Uscito dal carcere dopo aver scontato parecchi anni di detenzione, è subito rientrato praticamente nella stessa cella per avere commesso un altro furto.
Un ex detenuto dorme sotto un ponte coperto da un sacco a pelo, sopravvive chiedendo un euro di elemosina, perché non vuole rientrare da dove è appena uscito.
Un altro ancora mi dice che da giorni cerca disperatamente una sistemazione, un lavoro qualunque, una possibilità di ritornare a sentirsi un uomo libero davvero, e non solamente perché sono stati spalancati i blindati del carcere dove era rinchiuso.
E’ sufficiente avvicinare tante persone alla deriva, ascoltare uomini e donne in ginocchio, provare a dedicare qualche attimo di prossimità con ragazzi assai più vecchi della loro età per comprendere come la libertà riacquistata non sia quella terra promessa che avevano immaginato.
E’ una umanità dolente che vaga come un nomade senza una meta precisa, alla ricerca di qualcosa che pare non esserci, dove altre sono le priorità, le necessità impellenti non più procrastinabili, che pensare a chi è appena uscito da quel contenitore che non definisce mai cosa sia uscito dalle sue interiora.
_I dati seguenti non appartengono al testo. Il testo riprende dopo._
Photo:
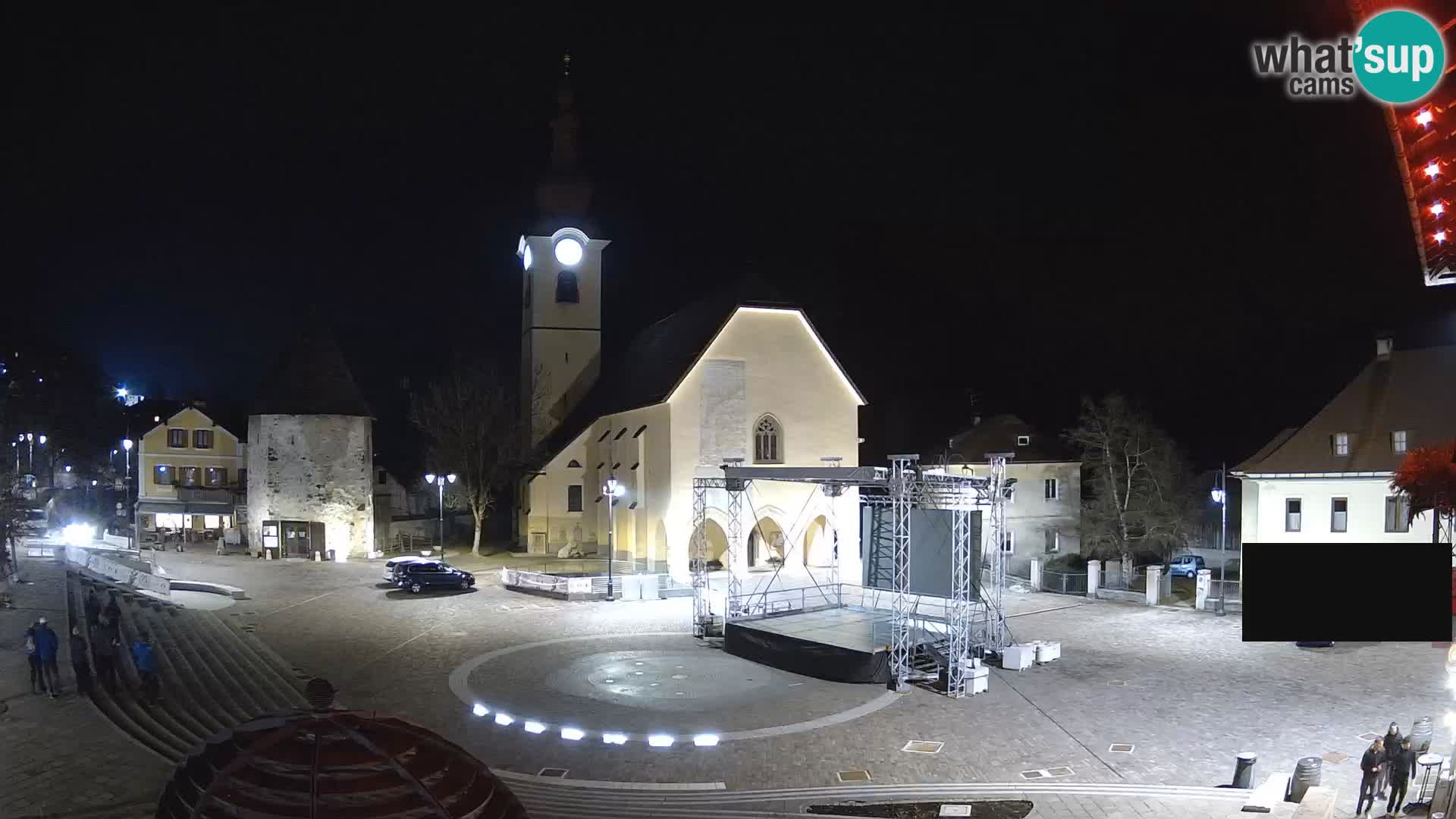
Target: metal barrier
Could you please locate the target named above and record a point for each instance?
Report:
(1065, 582)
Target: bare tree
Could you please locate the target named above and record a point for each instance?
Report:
(475, 425)
(1142, 491)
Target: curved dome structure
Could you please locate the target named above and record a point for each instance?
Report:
(335, 765)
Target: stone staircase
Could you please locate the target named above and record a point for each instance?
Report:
(212, 675)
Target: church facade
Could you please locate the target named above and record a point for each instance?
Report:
(724, 378)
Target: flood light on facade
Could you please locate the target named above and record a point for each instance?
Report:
(568, 251)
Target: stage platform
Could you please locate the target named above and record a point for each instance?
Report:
(833, 643)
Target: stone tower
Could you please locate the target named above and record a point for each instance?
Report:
(310, 457)
(561, 302)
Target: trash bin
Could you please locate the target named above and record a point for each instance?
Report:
(1244, 770)
(631, 586)
(650, 591)
(1307, 776)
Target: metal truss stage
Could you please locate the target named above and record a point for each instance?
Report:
(968, 621)
(833, 645)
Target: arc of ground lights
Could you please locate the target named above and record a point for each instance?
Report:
(609, 738)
Governi, ministri, politici, non fanno attenzione a questa indifferenza cui è costretto il panorama penitenziario italiano, tanto meno alle persone ristrette, a quelle che scontano la loro pena, alle altre che ritornano in seno al consorzio civile.
Al carcere è richiesto di risolvere tutte le contraddizioni sociali, ma egli stesso lo è: mentre molti dichiarano di considerare il carcere e la pena uno strumento ultimo, altrettanti varcano i suoi cancelli facendo divenire la prigione un buco nero, dove il sovraffollamento, indubbiamente patologia endemica all’Amministrazione Penitenziaria, miete coscienze, umanità, vittime, spesso si trasforma in un vero e proprio coperchio per nascondere assenze e mancanze tutte politiche, riconducibili a quella volontà politica che vorrebbe risolvere un vero e proprio annientamento psico-fisico con la messa in posa di nuova edilizia carceraria, centrata sul contenimento, sul mantenimento, sulla costruzione non troppo velata di una stessa dinamica incapacitante per drogati, extracomunitari, disperati-diseredati, e una moltitudine di malati psichici che dovrebbero essere trattati in strutture “doppia diagnosi”.
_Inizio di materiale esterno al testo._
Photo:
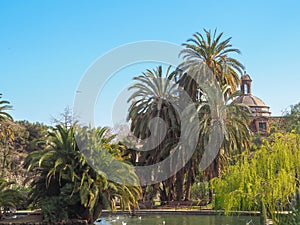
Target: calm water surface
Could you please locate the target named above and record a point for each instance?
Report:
(179, 220)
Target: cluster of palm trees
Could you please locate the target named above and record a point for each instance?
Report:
(158, 95)
(63, 176)
(67, 182)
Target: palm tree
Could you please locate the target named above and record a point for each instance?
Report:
(214, 52)
(61, 172)
(8, 197)
(211, 51)
(155, 96)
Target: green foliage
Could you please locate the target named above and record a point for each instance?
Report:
(62, 173)
(269, 175)
(291, 121)
(9, 197)
(199, 190)
(293, 217)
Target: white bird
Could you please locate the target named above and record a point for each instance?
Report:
(250, 221)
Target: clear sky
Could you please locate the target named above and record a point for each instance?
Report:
(46, 46)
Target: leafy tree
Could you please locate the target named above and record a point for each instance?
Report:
(8, 196)
(291, 120)
(211, 51)
(268, 176)
(155, 97)
(62, 174)
(215, 53)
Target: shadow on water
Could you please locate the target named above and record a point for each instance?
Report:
(178, 220)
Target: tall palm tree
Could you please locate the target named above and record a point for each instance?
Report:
(155, 96)
(215, 53)
(62, 172)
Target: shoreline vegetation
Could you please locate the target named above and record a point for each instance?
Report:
(56, 168)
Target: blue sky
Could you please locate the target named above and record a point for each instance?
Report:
(46, 46)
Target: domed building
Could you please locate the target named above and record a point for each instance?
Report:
(260, 111)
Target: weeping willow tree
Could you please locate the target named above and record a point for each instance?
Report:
(266, 177)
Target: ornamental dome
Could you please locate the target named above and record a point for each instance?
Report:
(257, 106)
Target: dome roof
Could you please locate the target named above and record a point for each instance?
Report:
(251, 101)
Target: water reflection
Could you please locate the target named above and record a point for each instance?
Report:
(177, 220)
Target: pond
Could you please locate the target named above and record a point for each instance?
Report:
(178, 220)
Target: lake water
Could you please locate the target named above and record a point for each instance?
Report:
(179, 220)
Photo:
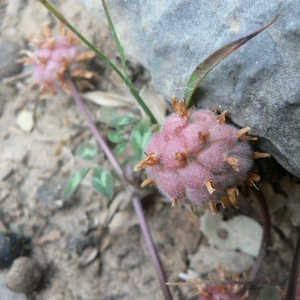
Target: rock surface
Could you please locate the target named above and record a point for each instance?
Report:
(259, 83)
(7, 294)
(24, 276)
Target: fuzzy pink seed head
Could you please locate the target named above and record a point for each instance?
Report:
(197, 158)
(52, 58)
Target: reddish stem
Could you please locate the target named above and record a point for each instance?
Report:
(135, 198)
(291, 292)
Un carcere di delinquenti, certamente sì, ma scomposto per le tante parole che nascondono una realtà feroce e debordante, quando le immagini ci sbattono in viso, e sono scatti rubati, colti all’improvviso, che sfuggono le censure, peccati culturali inconfessabili, ma che drammaticamente a volte trapelano, bucano le grate, i muri di cinta, travolgendo le indifferenze colpevoli.
Ciò non è solamente una violazione del pensare e progettare una giustizia più giusta perché equa per tutti, una società migliore perché onestamente convocata a partecipare a un progetto, una magistratura efficace perché posta nella condizione di incidere sulle priorità delle illegalità diffuse, una popolazione detenuta finalmente intesa di persone, mai più di soli numeri e cose da affidare a una pena svuotata della sua utilità.
Quell’uomo che dorme all’addiaccio, forse dovrebbe esser assunto come monito, più che come semplice miserabile da annoverare alla schiera dei reietti, affinché prevenzione e difesa sociale non impediscano l’unica garanzia a tutela della collettività, quella della risocializzazione e del reinserimento del condannato una volta espiata la pena.